The application discloses a tone classification method, a tone classification device, tone classification equipment and a medium, wherein the method comprises the following steps: acquiring an audio file to be classified; extracting a first characteristic parameter and a second characteristic parameter of the audio file to be classified; performing feature fusion on a first feature parameter and a second feature parameter of the audio file to be classified, and converting the feature parameters obtained after fusion into images to obtain the images to be classified; and inputting the image to be classified into a preset convolution neural network model for tone classification, and outputting a tone classification result of the audio file to be classified. The utility model provides a prior art carries out tone classification through drawing single characteristic parameter, exists to a certain specific tone classification task, hardly carries out effective differentiation to different types of tone through single characteristic parameter to and when the face changes the speech speed or noise interference appears, take place the condition of misclassification easily, lead to the lower technical problem of tone classification rate of accuracy.

Description

Tone classification method, device, equipment and medium
Technical Field
The present application relates to the field of audio processing technologies, and in particular, to a method, an apparatus, a device, and a medium for classifying timbres.
Background
The language is a unique communication mode for human beings, and besides information which a speaker wants to express, the language also carries a large amount of hidden information which contains the identity of the speaker. Each individual has own unique sounding organ, and sounding organs of different individuals have obvious differences. In real life, natural attributes such as age and sex of a speaker and social attributes such as a language type and a regional culture background can be roughly judged through voice, which indicates that a voice signal contains a large amount of information.

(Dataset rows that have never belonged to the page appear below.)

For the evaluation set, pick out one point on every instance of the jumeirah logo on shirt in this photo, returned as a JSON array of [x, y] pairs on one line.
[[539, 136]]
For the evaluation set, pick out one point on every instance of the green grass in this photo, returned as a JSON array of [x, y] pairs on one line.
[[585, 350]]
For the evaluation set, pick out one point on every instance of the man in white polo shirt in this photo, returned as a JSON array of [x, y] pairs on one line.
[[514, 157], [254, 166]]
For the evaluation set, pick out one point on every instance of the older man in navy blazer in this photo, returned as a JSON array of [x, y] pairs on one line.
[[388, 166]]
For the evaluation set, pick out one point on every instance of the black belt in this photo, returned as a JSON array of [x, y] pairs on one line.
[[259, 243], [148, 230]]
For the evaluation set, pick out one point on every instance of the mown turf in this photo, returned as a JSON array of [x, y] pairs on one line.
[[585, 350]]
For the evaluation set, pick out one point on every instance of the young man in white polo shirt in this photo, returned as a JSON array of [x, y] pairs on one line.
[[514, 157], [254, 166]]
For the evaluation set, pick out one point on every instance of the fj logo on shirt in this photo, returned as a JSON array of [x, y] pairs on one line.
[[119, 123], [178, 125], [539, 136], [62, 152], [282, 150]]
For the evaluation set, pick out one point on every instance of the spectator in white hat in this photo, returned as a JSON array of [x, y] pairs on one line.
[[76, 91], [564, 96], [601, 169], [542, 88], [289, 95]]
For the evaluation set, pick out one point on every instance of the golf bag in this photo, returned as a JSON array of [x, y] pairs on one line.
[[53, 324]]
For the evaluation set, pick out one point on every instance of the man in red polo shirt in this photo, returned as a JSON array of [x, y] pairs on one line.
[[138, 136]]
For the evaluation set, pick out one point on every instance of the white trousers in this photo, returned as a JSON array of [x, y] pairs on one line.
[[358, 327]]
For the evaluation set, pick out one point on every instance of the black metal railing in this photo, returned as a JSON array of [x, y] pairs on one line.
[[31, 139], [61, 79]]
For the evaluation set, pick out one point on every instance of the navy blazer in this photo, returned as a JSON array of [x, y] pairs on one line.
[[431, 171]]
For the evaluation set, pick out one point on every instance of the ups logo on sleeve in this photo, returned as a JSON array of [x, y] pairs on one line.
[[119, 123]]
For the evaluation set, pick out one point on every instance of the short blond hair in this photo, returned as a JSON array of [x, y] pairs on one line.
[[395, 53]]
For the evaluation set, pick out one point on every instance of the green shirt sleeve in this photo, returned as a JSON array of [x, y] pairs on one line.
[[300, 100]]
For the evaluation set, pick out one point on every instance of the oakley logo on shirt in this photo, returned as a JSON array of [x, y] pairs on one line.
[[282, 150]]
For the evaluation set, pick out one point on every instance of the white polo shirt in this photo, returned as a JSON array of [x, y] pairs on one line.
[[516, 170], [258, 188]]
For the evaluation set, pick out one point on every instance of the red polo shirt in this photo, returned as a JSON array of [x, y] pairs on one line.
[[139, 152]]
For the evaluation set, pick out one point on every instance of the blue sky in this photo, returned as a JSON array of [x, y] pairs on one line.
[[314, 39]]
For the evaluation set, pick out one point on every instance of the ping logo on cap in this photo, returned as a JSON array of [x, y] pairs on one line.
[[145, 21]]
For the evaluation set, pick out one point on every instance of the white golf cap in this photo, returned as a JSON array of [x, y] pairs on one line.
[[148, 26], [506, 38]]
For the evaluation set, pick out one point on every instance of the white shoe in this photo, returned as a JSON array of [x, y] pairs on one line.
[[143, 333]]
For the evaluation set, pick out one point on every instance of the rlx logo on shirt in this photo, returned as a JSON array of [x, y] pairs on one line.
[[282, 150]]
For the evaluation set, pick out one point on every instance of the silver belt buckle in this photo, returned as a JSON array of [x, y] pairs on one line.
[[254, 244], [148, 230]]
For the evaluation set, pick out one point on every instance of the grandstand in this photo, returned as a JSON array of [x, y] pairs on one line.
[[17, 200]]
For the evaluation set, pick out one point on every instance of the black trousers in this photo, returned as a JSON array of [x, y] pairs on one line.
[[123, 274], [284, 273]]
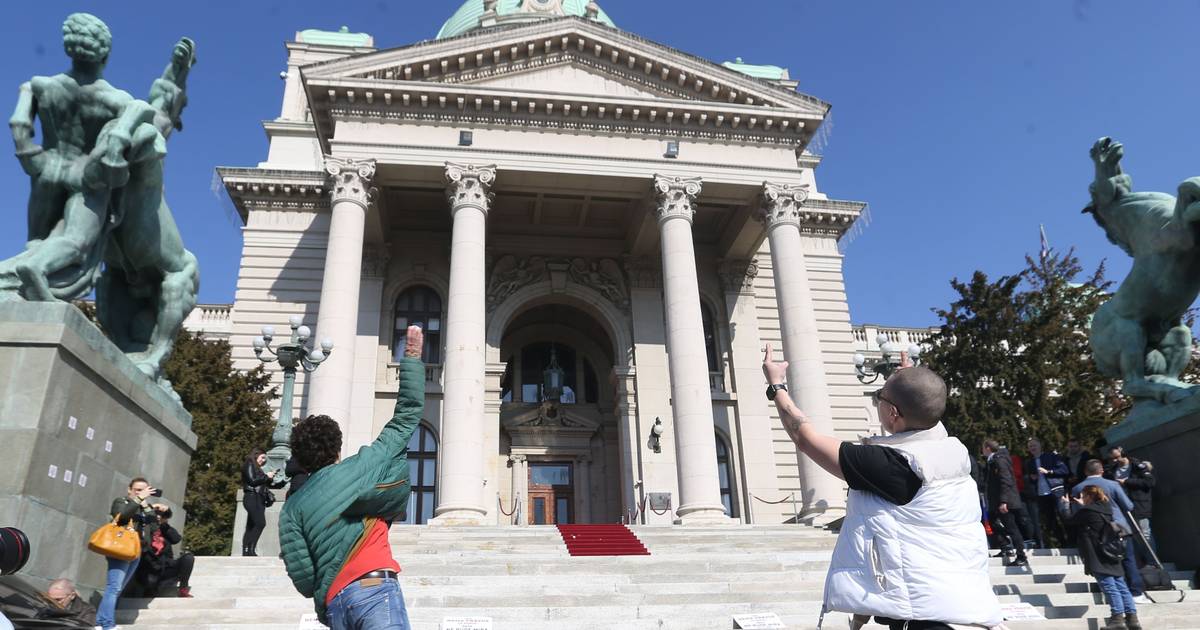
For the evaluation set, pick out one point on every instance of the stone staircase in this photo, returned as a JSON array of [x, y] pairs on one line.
[[694, 579]]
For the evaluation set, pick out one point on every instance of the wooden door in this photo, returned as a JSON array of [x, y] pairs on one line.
[[551, 493]]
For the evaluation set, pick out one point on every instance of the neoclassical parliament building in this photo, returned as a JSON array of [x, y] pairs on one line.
[[598, 233]]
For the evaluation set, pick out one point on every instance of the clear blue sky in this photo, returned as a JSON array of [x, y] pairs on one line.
[[964, 125]]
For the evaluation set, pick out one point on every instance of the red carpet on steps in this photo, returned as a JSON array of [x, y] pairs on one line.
[[601, 540]]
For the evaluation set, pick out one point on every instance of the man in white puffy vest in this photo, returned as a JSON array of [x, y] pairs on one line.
[[912, 550]]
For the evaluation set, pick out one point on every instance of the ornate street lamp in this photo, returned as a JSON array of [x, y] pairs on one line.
[[893, 358], [552, 379], [289, 355]]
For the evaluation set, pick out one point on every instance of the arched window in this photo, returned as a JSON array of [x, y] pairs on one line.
[[420, 306], [725, 472], [423, 474]]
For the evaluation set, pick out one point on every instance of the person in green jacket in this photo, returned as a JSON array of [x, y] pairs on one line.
[[334, 531]]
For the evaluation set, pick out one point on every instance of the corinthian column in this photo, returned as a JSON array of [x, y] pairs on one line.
[[337, 316], [802, 341], [461, 484], [700, 493]]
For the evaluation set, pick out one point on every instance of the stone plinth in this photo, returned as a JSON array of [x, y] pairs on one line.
[[1171, 447], [77, 421]]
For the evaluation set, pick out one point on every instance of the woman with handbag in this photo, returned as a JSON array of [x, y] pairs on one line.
[[130, 514], [256, 498], [1099, 549]]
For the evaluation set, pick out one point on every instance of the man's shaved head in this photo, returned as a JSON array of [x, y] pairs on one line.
[[918, 394]]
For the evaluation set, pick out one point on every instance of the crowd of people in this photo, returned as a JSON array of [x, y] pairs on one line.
[[1101, 505]]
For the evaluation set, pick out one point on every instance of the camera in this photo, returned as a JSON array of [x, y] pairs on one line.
[[13, 550]]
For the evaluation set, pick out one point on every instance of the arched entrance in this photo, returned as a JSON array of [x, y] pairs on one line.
[[557, 424]]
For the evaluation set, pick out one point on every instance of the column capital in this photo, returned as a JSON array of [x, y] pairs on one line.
[[737, 274], [351, 180], [781, 204], [676, 197], [469, 185]]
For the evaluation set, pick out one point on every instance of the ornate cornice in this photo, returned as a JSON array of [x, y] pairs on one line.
[[469, 186], [645, 273], [258, 189], [781, 204], [676, 197], [351, 180], [738, 275]]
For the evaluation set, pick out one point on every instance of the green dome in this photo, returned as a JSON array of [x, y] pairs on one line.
[[467, 17]]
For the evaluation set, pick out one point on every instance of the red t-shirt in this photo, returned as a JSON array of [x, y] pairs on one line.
[[373, 555]]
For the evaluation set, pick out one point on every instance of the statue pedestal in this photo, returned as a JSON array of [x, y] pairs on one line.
[[77, 421], [1171, 447], [269, 543]]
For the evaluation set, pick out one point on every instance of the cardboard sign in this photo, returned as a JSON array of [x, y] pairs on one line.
[[759, 621], [1020, 611], [467, 623]]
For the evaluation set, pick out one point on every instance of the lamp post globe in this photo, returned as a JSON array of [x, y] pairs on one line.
[[291, 355]]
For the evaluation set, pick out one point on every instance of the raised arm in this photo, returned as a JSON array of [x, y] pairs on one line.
[[409, 397], [821, 449]]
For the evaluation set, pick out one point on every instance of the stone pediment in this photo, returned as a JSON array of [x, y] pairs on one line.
[[550, 417], [564, 73]]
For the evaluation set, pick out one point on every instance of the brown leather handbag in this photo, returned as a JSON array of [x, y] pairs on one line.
[[115, 541]]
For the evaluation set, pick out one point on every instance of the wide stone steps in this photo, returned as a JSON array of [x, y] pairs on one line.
[[694, 579]]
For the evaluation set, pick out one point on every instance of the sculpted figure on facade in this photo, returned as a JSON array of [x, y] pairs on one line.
[[604, 276], [511, 274], [97, 216], [1138, 335]]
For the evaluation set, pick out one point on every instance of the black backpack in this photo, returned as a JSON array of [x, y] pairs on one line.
[[1110, 544]]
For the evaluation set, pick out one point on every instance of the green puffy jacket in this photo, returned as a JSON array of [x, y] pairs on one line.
[[327, 519]]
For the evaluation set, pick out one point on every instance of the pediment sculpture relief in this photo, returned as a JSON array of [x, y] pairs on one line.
[[511, 274]]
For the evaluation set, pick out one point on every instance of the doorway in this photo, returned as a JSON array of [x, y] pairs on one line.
[[551, 493]]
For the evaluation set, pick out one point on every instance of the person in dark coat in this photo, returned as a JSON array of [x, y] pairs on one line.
[[1045, 475], [159, 563], [1003, 499], [1093, 516], [255, 483], [1137, 478]]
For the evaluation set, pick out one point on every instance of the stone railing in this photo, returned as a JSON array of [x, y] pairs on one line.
[[865, 336], [210, 321]]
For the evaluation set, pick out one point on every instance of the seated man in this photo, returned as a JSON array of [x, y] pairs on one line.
[[159, 564], [912, 551], [66, 604]]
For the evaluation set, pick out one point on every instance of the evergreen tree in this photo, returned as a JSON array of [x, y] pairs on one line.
[[1014, 353], [231, 415]]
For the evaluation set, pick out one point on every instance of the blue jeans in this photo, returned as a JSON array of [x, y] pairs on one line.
[[1117, 593], [119, 575], [1133, 576], [377, 607]]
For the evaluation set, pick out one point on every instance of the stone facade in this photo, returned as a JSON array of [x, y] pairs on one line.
[[557, 187]]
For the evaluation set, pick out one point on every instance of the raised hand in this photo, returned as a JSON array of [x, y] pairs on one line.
[[775, 372], [414, 342]]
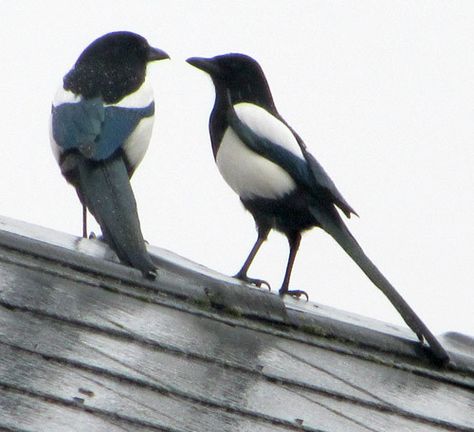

Since the voice information of each person is unique, and the voice information of different persons can reflect the attributes of different persons, the persons can be classified by using the voice information, such as gender classification, age classification, timbre classification, and the like.
In the prior art, single features are mainly extracted for tone classification, and for a certain specific tone classification task, different classes of tones are difficult to be effectively distinguished through single feature parameters; and when the intonation speech rate changes or noise interference occurs, the situation of misclassification is easy to occur, so that the accuracy rate of tone classification is low.
Disclosure of Invention
The application provides a tone classification method, a tone classification device, tone classification equipment and a tone classification medium, which are used for solving the technical problems that in the prior art, tone classification is carried out by extracting a single characteristic parameter, a certain specific tone classification task exists, different classes of tones are difficult to be effectively distinguished through the single characteristic parameter, and in the face of tone speed change or noise interference, the tone classification accuracy is low due to the fact that misclassification easily occurs.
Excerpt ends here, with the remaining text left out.